Talk then turns, without much prompting, to Thomas’ personal philosophy for, or view of, cinema and what it entails and respresents in the 21st century. He duly outlines with some passion that, when he makes a film, he is largely looking to create a divergence of opinion regarding its meaning, with a subtext hopefully running through each project that goes some way to achieving what he terms ‘profundity’.
For him, this is the essence of independent cinema and it’s what keeps him making these kinds of films. Thomas also notes – without any of the hauteur all-too-commonly associated with art-house cinema, – that a Marvel Comics film just 'isn’t in' him to make.
His divulged tips for ‘making it’ in the film industry for today’s aspiring youth are simple: application, talent and a bit of luck go a long way. This isn’t really out of key, though, with the rest of the interview. Despite all of his achievements, Thomas conveys a genuine optimism about filmmaking cut with a practical edge illustrated by samples of his prolific output.

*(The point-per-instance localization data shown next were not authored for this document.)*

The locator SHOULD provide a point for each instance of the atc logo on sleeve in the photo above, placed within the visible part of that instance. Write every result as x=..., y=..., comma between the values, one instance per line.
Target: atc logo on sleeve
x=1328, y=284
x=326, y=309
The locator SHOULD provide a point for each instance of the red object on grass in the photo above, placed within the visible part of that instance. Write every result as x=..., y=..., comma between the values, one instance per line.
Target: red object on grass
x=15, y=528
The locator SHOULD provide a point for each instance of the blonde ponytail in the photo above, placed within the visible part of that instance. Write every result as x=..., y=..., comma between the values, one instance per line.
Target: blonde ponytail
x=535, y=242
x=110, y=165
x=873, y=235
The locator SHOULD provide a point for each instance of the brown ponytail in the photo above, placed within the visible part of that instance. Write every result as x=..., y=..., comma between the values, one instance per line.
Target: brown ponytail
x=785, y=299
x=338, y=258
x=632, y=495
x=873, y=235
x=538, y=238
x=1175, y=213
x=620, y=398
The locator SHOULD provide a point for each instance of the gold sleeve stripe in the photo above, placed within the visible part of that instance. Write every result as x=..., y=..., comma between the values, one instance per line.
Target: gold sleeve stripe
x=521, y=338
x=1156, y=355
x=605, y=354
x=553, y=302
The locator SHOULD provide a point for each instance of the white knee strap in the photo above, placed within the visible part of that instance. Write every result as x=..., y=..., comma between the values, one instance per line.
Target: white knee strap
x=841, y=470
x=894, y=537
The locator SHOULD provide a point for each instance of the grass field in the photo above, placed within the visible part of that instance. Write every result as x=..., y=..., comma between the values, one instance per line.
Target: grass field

On the subject of the place of independent cinema in Britain today, Thomas' outlook is slightly more pessimistic. Although he never breaks into an attacking rant regarding the steamroller of commercial cinema – with its mammoth budgets and never-ending franchises difficult to compete with – he does make one slightly more off-the-cuff and revealing remark: 'In Italy and France they know their masters. In Britain, cinema is something that’s at the end of the pier.'
Thomas might register some disappointment and disenchantment in this rare break of face, but his otherwise natural charm and affability reveal some of the resourcefulness that has no doubt helped build and maintain his deserved status as a true legend of British independent cinema.